The RBI has increased interest rates 13 times since March, 2010, to contain inflation and India Inc has been demanding a cut in the rates to arrest declining economic growth, which is expected to moderate to 7 % in 2011-12 from 8.5 % a year ago.
The RBI-sponsored survey by professional forecasters has revised the growth projection for the current fiscal downward to 7 %, which is lower than the central bank's projection of 7.6 %.
"Growth is likely to turn weaker than earlier anticipated," the RBI said.
The RBI further said, "Even as the growth slowdown emerges as the major challenge, inflation risks persist, posing a challenge for monetary policy in achieving low and stable inflation with minimal sacrifice of growth."
Pushing for fast-tracking of economic reforms like reducing subsidy and implementing DTC and GST to arrest fiscal deficit, the RBI said its monetary actions were neutralised by the expansionary policies of the government.

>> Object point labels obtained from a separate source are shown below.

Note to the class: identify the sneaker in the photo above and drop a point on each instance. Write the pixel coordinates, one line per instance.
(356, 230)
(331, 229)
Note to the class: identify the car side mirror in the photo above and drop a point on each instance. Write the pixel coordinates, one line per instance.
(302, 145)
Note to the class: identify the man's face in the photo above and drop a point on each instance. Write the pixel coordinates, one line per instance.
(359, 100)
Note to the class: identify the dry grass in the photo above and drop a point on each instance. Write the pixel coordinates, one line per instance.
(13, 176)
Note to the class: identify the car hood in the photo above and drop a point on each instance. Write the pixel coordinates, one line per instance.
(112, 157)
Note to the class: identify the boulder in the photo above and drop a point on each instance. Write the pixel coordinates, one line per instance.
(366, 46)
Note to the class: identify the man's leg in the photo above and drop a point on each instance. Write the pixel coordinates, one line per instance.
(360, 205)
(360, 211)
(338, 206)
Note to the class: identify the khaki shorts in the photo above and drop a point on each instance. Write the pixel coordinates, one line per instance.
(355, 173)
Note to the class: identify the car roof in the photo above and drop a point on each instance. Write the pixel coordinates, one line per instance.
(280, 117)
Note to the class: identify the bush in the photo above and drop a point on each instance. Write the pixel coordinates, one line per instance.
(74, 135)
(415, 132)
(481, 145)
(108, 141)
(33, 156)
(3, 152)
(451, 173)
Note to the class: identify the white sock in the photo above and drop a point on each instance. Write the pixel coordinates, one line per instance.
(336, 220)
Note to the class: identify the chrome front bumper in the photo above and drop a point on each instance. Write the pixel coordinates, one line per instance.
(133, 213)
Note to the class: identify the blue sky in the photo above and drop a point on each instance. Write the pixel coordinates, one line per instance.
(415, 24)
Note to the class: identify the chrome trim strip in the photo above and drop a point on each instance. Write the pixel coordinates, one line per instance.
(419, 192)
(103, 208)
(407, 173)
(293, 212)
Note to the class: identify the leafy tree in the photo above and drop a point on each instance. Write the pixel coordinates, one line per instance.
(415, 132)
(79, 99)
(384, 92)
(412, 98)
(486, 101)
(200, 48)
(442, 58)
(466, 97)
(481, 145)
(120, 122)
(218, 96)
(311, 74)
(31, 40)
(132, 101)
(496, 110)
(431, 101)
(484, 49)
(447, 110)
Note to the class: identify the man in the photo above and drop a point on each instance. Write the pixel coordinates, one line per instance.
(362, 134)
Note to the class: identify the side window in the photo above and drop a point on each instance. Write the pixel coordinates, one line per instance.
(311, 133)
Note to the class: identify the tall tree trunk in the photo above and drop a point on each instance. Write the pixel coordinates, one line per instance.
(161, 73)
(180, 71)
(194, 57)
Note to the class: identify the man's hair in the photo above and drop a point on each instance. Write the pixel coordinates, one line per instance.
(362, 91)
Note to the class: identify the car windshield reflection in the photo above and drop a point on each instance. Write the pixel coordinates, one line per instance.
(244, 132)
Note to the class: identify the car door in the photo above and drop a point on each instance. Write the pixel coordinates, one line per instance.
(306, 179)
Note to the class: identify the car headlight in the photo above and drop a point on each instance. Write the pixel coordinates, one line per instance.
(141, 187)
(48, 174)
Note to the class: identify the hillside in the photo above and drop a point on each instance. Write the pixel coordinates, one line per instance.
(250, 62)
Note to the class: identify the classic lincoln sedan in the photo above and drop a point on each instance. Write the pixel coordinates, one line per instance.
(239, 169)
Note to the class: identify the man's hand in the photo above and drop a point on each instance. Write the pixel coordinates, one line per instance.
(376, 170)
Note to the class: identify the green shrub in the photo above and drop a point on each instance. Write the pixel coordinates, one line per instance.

RBI said that unless fiscal reforms are expedited, the Centre could miss the rolling target of fiscal deficit at 4.1 % of GDP for 2012-13 as set out in 2011-12 Budget
"Prospectively, improvement in fiscal situation in 2012-13 is not only contingent upon the growth performance but also on the progress in implementation of tax and expenditure reforms," RBI said.
On the expenditure front, it said, the government needs to move towards deregulation of pricing of diesel for controlling its expenditure on petroleum subsidies.
The government will face additional pressures on account of food subsidies when the proposed Food Security Bill is enacted and implemented, it said, adding that the government needs to control its expenditure on petroleum subsidies.
Subsidies and the resultant higher fiscal deficit may help in keeping inflation suppressed in near term, but over time the impact of higher subsidy induced deficit would exert pressure on the inflation path.
Concerned over rupee depreciation and widening current account deficit, the Reserve Bank today underlined the need for policy reforms to improve investment climate.
"Going forward, there is need to reduce dependence on debt flows by encouraging renewed equity flows through acceleration of policy reforms aimed at improving the investment climate," RBI said in its Macro-economic and Monetary Developments Review.
It said that the composition of capital inflows has shifted towards debt, and financing of Current Account Deficit (CAD) has resulted into exchange rate pressure. "With a widening CAD, larger fiscal spending could affect growth and stability in the economy," RBI said.